Amber Rudd has said the Conservative Party needs to “change” to fight off Jeremy Corbyn’s Labour Party which is “right behind” the government.
Speaking at a drinks reception in central-London on Monday evening, the home secretary appealed to the “next generation” of Tory MPs elected in 2015 and 2017 to take the fight to Labour.
“We need to adapt our ideas and our reality to a changing context,” she said.
“To continue with the principles and ideas that make us Conservative, but we need to change them to fit the modern challenges we face.”
Rudd was speaking at an event hosted by the Centre for Policy Studies (CPS), a think-tank co-founded by Margaret Thatcher.

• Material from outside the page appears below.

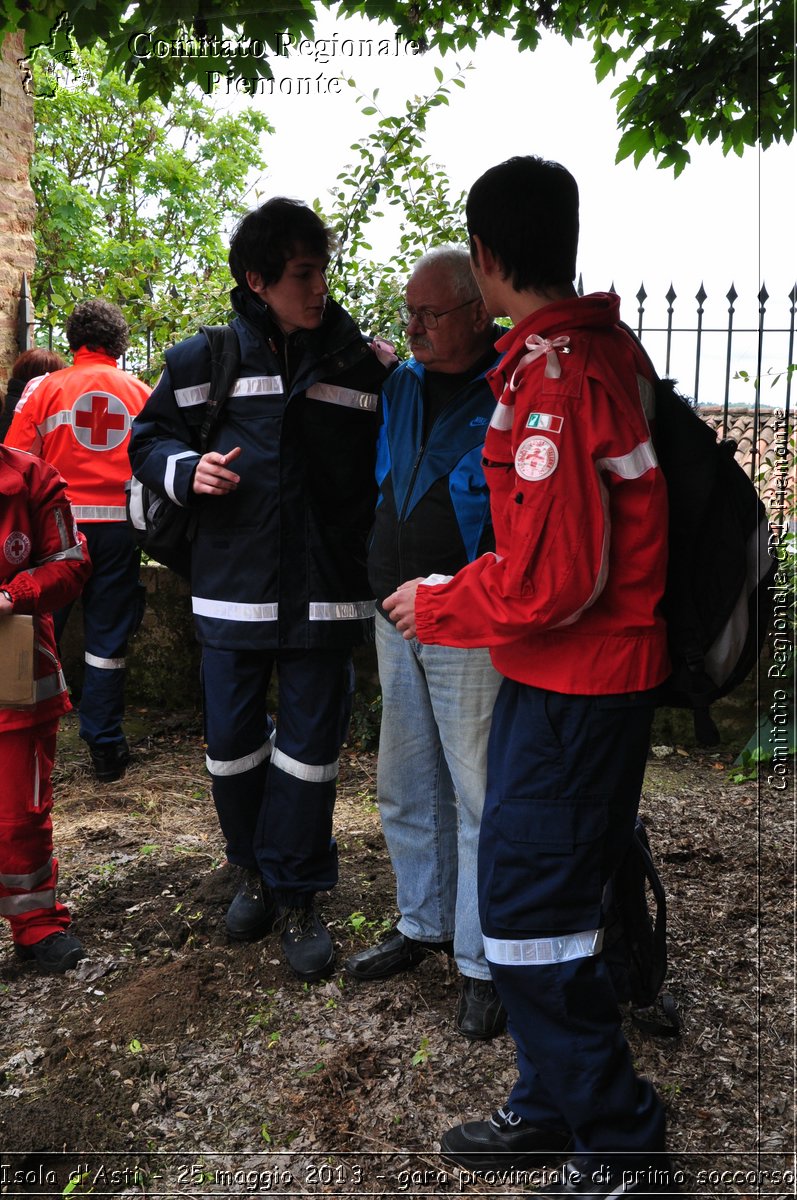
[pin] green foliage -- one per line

The home secretary, straying into policy areas beyond her Home Office brief, said the Conservatives needed to be “prouder and louder” about having cut taxes since 2010.
“We stand for free enterprise and aspiration, and law and order and the the basic ingredients that makes us a safe and prosperous nation,” she said.
“To all of you here, the next generation, you are going to be crucial in making that happen.”
Rudd also launched an attack on Jeremy Corbyn and Labour for deciding to “prefer Hugo Chavez”.
“I thought the arguments on security on policing had been won,” she said. “Who would have thought we would have a situation where the leaders of the Labour Party and their frontbench have called of the disbandment of MI5.
“We need to go out there and have that fight because right behind us is Labour who are try and to corrupt and make sure other people don’t understand the things we stand for.”
Rudd’s speech came as two senior Tory MPs threatened Theresa May over her Brexit Bill.
Nick Morgan, the chair of the Treasury committee, said the prime minister was “tin-eared and tone deaf” in her approach to leaving the EU.
And Dominic Grieve, the former Attorney General, said May’s plan to write into law a 11pm deadline on the 29 March, 2019, for Brexit was “incoherent and thoroughly stupid”.